How to use a car jack

If the thought of using a car jack makes you want to break out in a sweat, not to worry! From changing a flat to replacing your brake pads, with the use of a car jack you'll be able to have your car in the air in no time. Jacks are generally easy to use if you have a good one, and so long as you use proper safety precautions you should be able to use a car jack along with our useful tips by the end of this article.

Find a safe place to pull over

This should go without saying, but if you're on the road and find yourself needing to take a sharp exit to deploy your jack, maybe you've blown a tyre, you'll want to get as far away from any traffic as you can. According to Car and Driver, your goal is to get off the road and entirely on solid, level ground or flat surface, somewhere you can use your jack safely.

Car Care Hunt says that this can take some planning, but if you're on a motorway and you need to pull over to the hard shoulder as far as you can, then needs must. If you can't get yourself away from the flow of cars to a road or street with as little traffic as possible, this may be your last resort. At the end of the day, find the safest place that you can, preferably somewhere that has solid pavement, because you can't drive for miles on a flat tyre without destroying it or even worse, damaging your car.

Secure your vehicle

Park your car on a hard, flat concrete surface, somewhere that's sturdy and that won't shift or give way while you're working. Somewhere that it can't slip or roll off the jack would be great. You'll want to do everything that you can to ensure that your car does not roll. To help you out with this, you could ensure that your car is in park and block your tyres with some cheap wheel chocks. A top tip, if you're changing a tyre, is to untighten the locking wheel nut (if you have one) before jacking the vehicle as the resistance of the tyre still being on the ground will make releasing the locking wheel nut easier than once the vehicle is raised.

Jack Placement

Once you're pulled over, you can locate your jack, and begin to locate your vehicle's jacking point on your car's body, where the jack engages. Most modern vehicles have will have marks or labels under the rocker panels. Found it? Great! Then you can go ahead and position it by sliding your jack underneath, making sure that the base plate is located directly underneath the lifting point. If you are unsure of the correct jack stand placement for your vehicle you should consult the owner's manual to ensure you can locate the proper support locations, to simply start jacking a vehicle with an improperly positioned jack can damage the vehicle whilst also being extremely dangerous, the car won't be properly or safely supported, which can cause a sudden catastrophic drop.

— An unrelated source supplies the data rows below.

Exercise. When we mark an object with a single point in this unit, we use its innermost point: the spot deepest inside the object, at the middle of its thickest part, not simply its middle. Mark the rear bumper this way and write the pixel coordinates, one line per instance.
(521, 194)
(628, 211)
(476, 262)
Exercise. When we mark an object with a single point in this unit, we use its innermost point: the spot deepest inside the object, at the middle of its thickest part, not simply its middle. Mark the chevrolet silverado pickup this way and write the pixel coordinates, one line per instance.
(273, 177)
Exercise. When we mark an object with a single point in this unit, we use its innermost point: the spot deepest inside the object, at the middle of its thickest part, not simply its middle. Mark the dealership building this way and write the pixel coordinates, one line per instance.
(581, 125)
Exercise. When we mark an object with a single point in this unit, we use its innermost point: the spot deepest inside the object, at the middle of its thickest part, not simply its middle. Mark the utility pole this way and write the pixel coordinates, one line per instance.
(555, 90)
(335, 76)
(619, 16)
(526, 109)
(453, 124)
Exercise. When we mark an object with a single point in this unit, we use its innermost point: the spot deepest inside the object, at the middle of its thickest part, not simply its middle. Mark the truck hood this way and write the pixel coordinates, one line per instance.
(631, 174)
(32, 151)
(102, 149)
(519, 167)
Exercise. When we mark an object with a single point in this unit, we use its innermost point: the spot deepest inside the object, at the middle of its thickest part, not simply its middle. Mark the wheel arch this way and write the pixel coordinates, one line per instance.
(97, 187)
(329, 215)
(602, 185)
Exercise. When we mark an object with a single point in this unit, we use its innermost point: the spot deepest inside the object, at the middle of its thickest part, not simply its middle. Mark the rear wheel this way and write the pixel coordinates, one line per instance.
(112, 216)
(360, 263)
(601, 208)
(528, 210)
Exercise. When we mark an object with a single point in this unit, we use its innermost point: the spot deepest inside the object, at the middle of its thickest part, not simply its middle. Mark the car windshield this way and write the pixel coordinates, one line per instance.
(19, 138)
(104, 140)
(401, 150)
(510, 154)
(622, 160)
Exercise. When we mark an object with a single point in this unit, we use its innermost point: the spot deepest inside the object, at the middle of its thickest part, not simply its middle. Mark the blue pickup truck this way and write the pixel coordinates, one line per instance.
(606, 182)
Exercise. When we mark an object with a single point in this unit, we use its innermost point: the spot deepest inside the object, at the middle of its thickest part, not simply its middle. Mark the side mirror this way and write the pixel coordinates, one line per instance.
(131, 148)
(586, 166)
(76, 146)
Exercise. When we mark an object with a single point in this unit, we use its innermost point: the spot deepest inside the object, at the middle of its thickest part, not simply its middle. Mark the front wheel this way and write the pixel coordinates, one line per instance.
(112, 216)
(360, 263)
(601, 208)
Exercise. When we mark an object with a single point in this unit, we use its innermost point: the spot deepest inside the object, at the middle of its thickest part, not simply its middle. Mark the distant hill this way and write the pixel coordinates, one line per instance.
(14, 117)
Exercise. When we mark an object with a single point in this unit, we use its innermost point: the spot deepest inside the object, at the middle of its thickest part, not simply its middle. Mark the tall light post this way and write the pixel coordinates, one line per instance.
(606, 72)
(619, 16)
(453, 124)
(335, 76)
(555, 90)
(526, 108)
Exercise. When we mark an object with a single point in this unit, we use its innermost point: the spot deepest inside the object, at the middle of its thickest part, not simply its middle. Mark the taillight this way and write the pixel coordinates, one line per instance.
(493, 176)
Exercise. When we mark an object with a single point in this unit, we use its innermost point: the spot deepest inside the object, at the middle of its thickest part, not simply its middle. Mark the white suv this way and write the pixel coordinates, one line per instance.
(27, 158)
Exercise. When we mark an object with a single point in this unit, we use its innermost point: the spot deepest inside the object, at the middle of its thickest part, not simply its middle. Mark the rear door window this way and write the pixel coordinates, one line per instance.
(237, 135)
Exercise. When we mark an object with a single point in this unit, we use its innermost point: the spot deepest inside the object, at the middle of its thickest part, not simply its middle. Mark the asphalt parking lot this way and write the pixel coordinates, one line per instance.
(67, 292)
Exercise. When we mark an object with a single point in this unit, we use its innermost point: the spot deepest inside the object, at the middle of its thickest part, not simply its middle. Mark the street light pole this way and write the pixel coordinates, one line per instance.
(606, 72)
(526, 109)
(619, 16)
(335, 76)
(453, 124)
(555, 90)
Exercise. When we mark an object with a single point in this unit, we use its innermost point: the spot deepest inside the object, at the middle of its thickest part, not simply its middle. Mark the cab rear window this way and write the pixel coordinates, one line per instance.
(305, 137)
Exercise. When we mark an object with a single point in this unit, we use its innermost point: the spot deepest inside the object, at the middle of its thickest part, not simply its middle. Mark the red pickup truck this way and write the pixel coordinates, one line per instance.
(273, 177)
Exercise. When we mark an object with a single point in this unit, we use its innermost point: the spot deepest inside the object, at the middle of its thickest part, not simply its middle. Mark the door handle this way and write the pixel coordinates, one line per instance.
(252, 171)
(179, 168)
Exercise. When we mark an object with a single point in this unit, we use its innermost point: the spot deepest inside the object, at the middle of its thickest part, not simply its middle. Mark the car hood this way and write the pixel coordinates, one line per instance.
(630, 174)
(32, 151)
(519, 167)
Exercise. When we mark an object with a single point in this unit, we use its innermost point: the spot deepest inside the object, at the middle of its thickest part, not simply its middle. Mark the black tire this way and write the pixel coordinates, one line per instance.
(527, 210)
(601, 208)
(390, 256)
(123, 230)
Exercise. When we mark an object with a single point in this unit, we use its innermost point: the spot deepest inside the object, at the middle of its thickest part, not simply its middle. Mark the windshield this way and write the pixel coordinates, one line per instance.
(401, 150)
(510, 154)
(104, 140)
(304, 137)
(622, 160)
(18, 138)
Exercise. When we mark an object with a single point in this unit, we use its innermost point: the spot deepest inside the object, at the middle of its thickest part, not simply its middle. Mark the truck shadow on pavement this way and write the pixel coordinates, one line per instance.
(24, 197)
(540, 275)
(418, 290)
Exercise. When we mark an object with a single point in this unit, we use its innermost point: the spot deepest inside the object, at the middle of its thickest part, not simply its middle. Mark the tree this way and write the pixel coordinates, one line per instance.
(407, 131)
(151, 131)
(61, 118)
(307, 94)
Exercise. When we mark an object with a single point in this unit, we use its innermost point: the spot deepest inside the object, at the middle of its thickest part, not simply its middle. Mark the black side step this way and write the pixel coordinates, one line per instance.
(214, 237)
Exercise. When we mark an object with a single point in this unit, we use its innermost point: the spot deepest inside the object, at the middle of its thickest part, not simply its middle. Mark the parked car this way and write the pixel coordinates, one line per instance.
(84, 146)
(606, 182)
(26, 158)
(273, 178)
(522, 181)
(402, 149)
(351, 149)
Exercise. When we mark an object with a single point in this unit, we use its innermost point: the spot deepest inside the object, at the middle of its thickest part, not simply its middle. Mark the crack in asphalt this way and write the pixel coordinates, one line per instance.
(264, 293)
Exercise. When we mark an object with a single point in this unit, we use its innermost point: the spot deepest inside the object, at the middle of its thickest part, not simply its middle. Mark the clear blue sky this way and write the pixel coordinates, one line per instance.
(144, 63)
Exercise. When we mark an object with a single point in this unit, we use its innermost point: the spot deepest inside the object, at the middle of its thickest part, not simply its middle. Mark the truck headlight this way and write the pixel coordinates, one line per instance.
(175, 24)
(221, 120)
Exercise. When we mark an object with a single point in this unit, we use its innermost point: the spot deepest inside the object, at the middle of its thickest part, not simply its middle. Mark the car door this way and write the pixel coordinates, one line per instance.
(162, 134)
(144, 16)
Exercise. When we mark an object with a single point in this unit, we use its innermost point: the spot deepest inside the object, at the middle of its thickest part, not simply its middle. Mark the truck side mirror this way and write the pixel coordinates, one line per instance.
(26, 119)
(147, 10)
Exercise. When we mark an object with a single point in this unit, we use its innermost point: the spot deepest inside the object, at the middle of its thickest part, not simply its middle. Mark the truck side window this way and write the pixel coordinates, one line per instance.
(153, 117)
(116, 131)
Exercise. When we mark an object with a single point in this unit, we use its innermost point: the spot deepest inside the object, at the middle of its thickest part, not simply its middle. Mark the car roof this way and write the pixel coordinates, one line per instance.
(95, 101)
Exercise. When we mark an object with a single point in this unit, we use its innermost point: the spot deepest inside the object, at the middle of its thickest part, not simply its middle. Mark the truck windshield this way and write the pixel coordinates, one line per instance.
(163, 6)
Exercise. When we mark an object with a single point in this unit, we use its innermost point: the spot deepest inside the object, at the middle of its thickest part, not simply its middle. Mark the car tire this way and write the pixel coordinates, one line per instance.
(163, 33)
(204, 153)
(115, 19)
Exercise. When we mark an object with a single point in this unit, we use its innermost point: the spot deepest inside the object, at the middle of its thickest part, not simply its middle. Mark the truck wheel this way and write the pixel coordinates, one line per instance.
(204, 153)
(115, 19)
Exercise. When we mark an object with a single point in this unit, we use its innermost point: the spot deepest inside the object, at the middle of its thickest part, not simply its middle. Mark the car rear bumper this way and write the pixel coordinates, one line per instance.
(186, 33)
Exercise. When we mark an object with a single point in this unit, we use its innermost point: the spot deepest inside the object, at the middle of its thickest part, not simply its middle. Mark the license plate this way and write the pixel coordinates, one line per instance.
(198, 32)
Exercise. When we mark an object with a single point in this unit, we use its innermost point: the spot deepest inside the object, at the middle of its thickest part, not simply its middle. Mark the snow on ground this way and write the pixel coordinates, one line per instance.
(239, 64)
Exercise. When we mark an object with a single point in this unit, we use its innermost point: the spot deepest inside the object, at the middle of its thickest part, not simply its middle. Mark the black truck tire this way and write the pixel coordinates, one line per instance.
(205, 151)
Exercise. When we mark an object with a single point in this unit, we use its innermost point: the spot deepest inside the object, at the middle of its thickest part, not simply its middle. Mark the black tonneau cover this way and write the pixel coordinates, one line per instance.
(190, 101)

Nearly all cars will have designated jacking points to be found on the car's undercarriage, it is extremely important to ensure that you locate and use these recommended lift points in order to safely lift the vehicle. It is important not to bypass jacking points and lift the vehicle via the underside of the body as this can damage the car if the car's weight is not on one of its proper support points. If you find your jack is not properly positioned then stop immediately and slowly lower the vehicle to the ground allowing you to reposition the jack safely.

Typically speaking your jack will have a wide, flat base and a smaller upward-facing arm so it should be easy to tell and make sure that your jack is facing up the correct way. Making sure you have plenty of room behind the jack too is key, so you have plenty of space to pump it up using the height adjustment bar.

Jack up your car

Now that the jack is in position, you can begin to slowly pump up the base plate so that it’s in contact with the lifting point. If needed, you can make any final alignment adjustments if you get under the car to check it's aligned correctly as it should be, if not, then you can adjust this accordingly. You can then safely jack the car to the required height.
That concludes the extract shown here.